Single by Band of Horses

from the album Cease to Begin
- B-side: "Am I a Good Man?"
- Released: February 25, 2008
- Recorded: Avast
- Genre: Indie rock
- Length: 3:37
- Label: Sub Pop
- Songwriters: Ben Bridwell; Rob Hampton; Creighton Barrett;
- Producer: Phil Ek

Band of Horses singles chronology
| "Is There a Ghost" (2007) | "No One's Gonna Love You" (2008) | "Compliments" (2010) |

= No One's Gonna Love You =

2008 single by Band of Horses

"No One's Gonna Love You" is a song by American rock group Band of Horses. It was released in February 2008 as the second single from their second album, Cease to Begin. In February 2011, three years after the single's original release, the song charted in Denmark. This was due to the band's performance of the song on the Danish talkshow Det Nye Talkshow - med Anders Lund Madsen. The song reached number 22 in the Danish Charts. The song has been used in several TV programmes, such as Chuck, One Tree Hill and Numb3rs, as well as appearing in the films Zombieland and Prom.

==Personnel==
- Ben Bridwell – lead vocals, guitar
- Rob Hampton – guitar, bass guitar
- Creighton Barrett – drums
- Ryan Monroe – keyboards

==Chart performance==

Chart performance for "No One's Gonna Love You"
| Chart (2011) | Peak position |
|---|---|
| Denmark (Tracklisten) | 22 |
| Scottish Singles Sales (Official Charts) | 73 |
| UK Physical Singles Chart (Official Charts Company) | 52 |
| US Hot Singles Sales (Billboard) | 10 |
| Chart (2018) | Peak position |
| Sweden Heatseekers (Sverigetopplistan) | 11 |

==Certifications==

Certifications for "No One's Gonna Love You"
| Region | Certification | Certified units/sales |
| New Zealand (RMNZ) | Gold | 15,000^{‡} |
| United States (RIAA) | Gold | 500,000^{‡} |
^{‡} Sales+streaming figures based on certification alone.

==Cee Lo Green version==
The song was covered by American recording artist Cee Lo Green on his third studio album, The Lady Killer. The cover inspired the original artist, Band of Horses, to cover Green's song, "Georgia". Green released the first of two versions of "No One's Gonna Love You" on July 6, 2010 (see below). The single was available via digital download, as a promotional CD single and as a limited edition 7" vinyl single, which includes the Band of Horses' cover version of Green's song "Georgia" as the B-side.

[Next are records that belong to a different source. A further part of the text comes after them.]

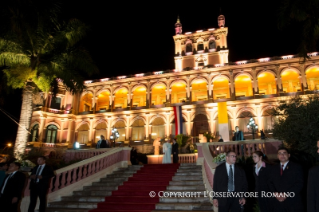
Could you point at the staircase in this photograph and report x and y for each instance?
(90, 196)
(128, 190)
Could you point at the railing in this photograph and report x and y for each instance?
(83, 154)
(245, 148)
(79, 171)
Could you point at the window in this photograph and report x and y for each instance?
(200, 47)
(55, 103)
(51, 134)
(189, 47)
(34, 133)
(212, 44)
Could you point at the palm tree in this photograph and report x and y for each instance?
(37, 54)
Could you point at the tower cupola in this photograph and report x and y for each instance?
(178, 27)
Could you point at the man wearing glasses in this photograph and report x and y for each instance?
(286, 177)
(229, 178)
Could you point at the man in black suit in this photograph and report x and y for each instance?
(229, 178)
(313, 188)
(175, 151)
(102, 143)
(12, 188)
(286, 177)
(40, 181)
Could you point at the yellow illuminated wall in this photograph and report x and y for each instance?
(267, 84)
(290, 81)
(199, 90)
(158, 94)
(313, 78)
(178, 93)
(221, 88)
(243, 86)
(103, 101)
(86, 103)
(139, 97)
(120, 100)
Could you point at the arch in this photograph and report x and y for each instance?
(102, 91)
(119, 88)
(52, 123)
(139, 96)
(243, 85)
(138, 85)
(290, 80)
(312, 77)
(246, 109)
(99, 122)
(267, 83)
(138, 118)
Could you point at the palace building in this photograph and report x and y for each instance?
(139, 106)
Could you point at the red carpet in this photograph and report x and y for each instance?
(133, 195)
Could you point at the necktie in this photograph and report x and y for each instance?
(230, 179)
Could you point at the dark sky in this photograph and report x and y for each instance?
(136, 37)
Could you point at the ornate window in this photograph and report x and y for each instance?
(34, 133)
(51, 134)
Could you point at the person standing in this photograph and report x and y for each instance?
(261, 174)
(313, 188)
(229, 178)
(286, 177)
(12, 188)
(175, 151)
(102, 143)
(167, 150)
(3, 169)
(40, 182)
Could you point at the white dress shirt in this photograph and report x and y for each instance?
(233, 167)
(5, 183)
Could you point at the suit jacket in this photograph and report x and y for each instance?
(175, 148)
(14, 187)
(47, 174)
(221, 181)
(313, 190)
(290, 181)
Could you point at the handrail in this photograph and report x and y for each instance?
(83, 169)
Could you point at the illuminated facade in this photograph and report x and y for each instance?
(139, 105)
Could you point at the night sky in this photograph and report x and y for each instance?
(136, 37)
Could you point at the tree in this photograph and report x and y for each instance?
(38, 53)
(297, 123)
(304, 16)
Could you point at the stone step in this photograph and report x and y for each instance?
(186, 187)
(66, 210)
(92, 193)
(183, 178)
(83, 198)
(195, 199)
(186, 182)
(184, 206)
(69, 204)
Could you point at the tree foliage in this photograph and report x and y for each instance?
(35, 46)
(297, 123)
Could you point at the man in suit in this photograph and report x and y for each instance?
(229, 178)
(286, 177)
(313, 188)
(102, 143)
(40, 181)
(175, 151)
(11, 189)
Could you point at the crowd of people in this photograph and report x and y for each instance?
(278, 187)
(13, 182)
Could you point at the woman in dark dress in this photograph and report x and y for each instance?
(261, 173)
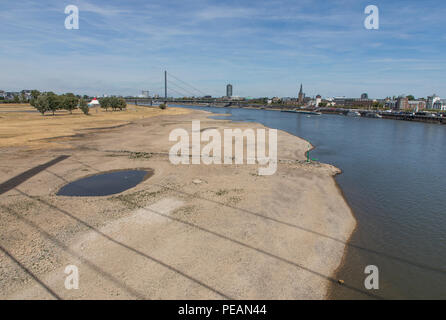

Two versions of Green's song were produced and mixed by producer Paul Epworth. One version appears on the album, and a remix (titled "No One's Gonna Love You - Paul Epworth Mix") was released.

===Music video===
The Paul Epworth Mix was accompanied by a music video which premiered on July 6, 2010, on Green's official YouTube channel. The video is about a woman being evicted from her home and traveling across the country with her boyfriend. The video stars Jason Lee Parry and Jenny Sirney.

Also, two versions of the Paul Epworth Mix video were released - one with explicit images featuring brief nudity, and one with slight changes that omit the nudity.

===Track listing===
Digital download / Promotional CD single
1. "No One's Gonna Love You" (Paul Epworth Mix) – 3:24

Limited edition 7" vinyl single
1. "No One's Gonna Love You" (Paul Epworth Mix) – 3:24
2. "Georgia" (Band of Horses Version) – 3:58

==Other covers==
- Kristina Train covered "No One's Gonna Love You" on her May 2013 album Dark Black.
- Renee Fleming covered the song on her 2010 album Dark Hope.